Her research interests include energy-relevant systems (particle accelerator systems, laser systems, and their application for materials), the use of artificial intelligence in controls, modeling, and prediction of complex systems, including for quantum information systems, sensors and detectors, and applications of these technologies in science, security, and defense. Biedron is active in global security concerns, including dual-use technologies. In September 2021, she addressed artificial intelligence and machine learning for the control of complex systems in the Electric Power Research Institute's AI and electric power summit. On 28 September 2021, the U.S. patent number 11,131,106 was awarded to Biedron for construction equipment for use on devices such as radio-frequency (RF) "radio" towers. Biedron is active in the LANL experiment CCM (Coherent Captain Mills) at the Lujan center to search for sterile neutrinos, dark matter and axions. Her expertise on accelerators is being applied to test a new short pulse configuration for the LANSCE PSR, which if successful would be critical to reducing non-relativistic beam backgrounds. In 2022, Biedron gave a talk, "Accelerator Development for Global Security", at the XXXI International Linear Accelerator Conference, Liverpool, UK. Also in 2022, Biedron served as an invited speaker and panel member at two events – at the Sustainability Summit at SEMICON West (San Francisco, California, 13 July 2022) "Opportunity to Innovate: Five Opportunities for Collaborative Innovation for Decarbonized Discovery, Innovation, Design and Manufacturing,"
and at the International Particle Accelerator Conference, Bangkok, Thailand, 15 June 2022 "Present status and opportunities for implementing disruptive technologies arising in particle accelerator R&D industrial market.".

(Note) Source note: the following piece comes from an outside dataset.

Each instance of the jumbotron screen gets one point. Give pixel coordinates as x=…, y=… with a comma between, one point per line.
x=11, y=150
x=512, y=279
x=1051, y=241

During the COVID-19 pandemic, the Advanced Photon Source developed by Biedron and co-workers was used to analyze and generate a detailed model of the SARS-CoV-2 virus.

== Awards and honors ==
- 2008 SPIE Women in Optics Planner
- 2010 Chief of Naval Research Letter of Commendation
- 2012 Elected Fellow of SPIE
- 2013 Colorado State University George T. Abell Outstanding Mid-Career Faculty Award
- 2013 Elected Fellow of the American Physical Society
- 2015 Inducted into District 230's Legacy Hall
- 2018 Institute of Electrical and Electronics Engineers Particle Accelerator Science and Technology Prize
- 2020 Moraine Valley Community College Alumni Hall of Fame

== Selected publications ==
- Allaria, E. (2012). "Highly coherent and stable pulses from the FERMI seeded free-electron laser in the extreme ultraviolet."

== Personal life ==
Biedron is married to Stephen Val Milton, with whom she has one son Sebastian Milton. She is interested in architecture and since 2014 has owned the Ingersoll-Blackwelder House at 10910 S. Prospect in Chicago. Biedron continues to oversee the restoration of the property. It was once owned by a community activity who was the first woman to cast a vote in Cook County, Illinois. Alongside her historic house, Biedron owns two vintage sports cars and a Diamond DA40 Diamond Star aircraft. She is involved with the curation of the steamer trunks and monogrammed linens that were brought by Enrico Fermi and his family on the voyage on the Cunard Line's RMS Franconia when they fled Europe to avoid Fascist Italy.

Biedron serves as a trustee of the National Museum of Nuclear Science and History. Based on her efforts in preservation including architecture, she was admitted to the Cliff Dwellers Club of Chicago dedicated to people supporting the arts.